I’m not sure it is a problem. That is, accordion music. Polka. The background of my new novel coming out soon. (Watch this space.)
I do know what some agents and editors have said, that mentioning a non-mainstream type of music, focusing on it on your book cover, will turn off people who don’t like that type of music. Even opera was mentioned! Shocking. Who doesn’t like opera?
Well, apparently lots of potential readers. Even if there is no music actually playing while you read the book. Even if the main character dislikes polka himself and has left his accordion-life behind for years. Even if he plays Bruce Springsteen and James Brown on his accordion.

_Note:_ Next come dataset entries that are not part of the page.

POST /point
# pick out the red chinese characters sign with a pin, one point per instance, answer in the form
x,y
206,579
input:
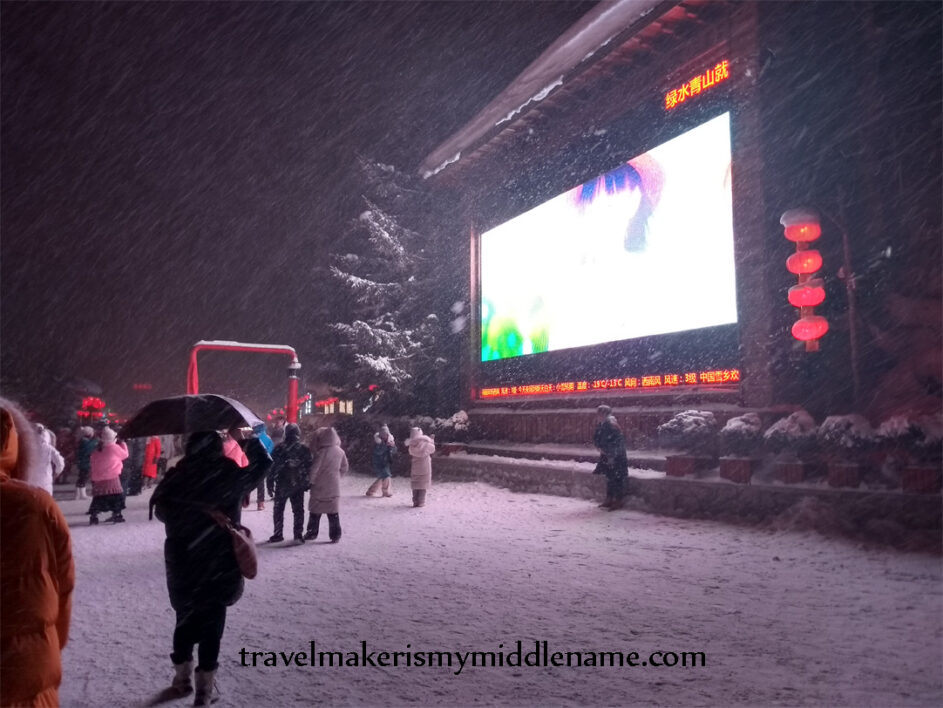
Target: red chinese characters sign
x,y
699,84
720,376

Annie Proulx of ‘Brokeback Mountain’ and ‘Shipping News’ fame wrote a book in 1996 called ‘Accordion Crimes.’ Not one of her big sellers (and possibly what those publishing people were referencing.)
The squeeze box is the Rodney Dangerfield of musical instruments. Street musicians, clowns, and old geezers at weddings have made it a bit of a laughing stock. All night bar parties and every drunken revel from Italy to Poland to France, and back, have featured it, loud and endlessly. Mostly loud. Once in Paris after a soccer game in the World Cup an Irish bar down the street from our hotel played accordion music ALL NIGHT LONG. Until in the early dawn someone yelled out the window: “Il est cinq heures dans la matin!” (It’s five o’clock in the morning!) Finally, blessed silence.
But I still love the accordion. Apparently, or I wouldn’t have written a novel about a Minnesota polka band. Polka mass! Accordions in church! It took a Duluth Catholic priest, Father Frank Perkovich, to invent Polka mass but it spread like wildfire. (What? You never heard of it? Come on.)
I revealed a mock-up of a possible cover for the novel here, and asked for comment. The Freeman Butts painting of the grain bins in the snow is so lovely. I wanted to use it. But in doing a final pass of the novel this week, I’ve decided I have to face this polka problem head on. There is a grain bin in the story but it’s really about the accordion — as a metaphor for life. The press and draw of family and the individual, the ups and downs, ins and outs, of a young man’s (and a young woman’s) life as they struggle to figure out who they are. How to love your family and still be yourself.
So I’ve decided to face this ‘polka problem’ head on by putting an accordion on the cover. Just an accordion, no player, just an object. I’m working on it as we speak, and you’ll see it very soon. So tell me, is polka a problem?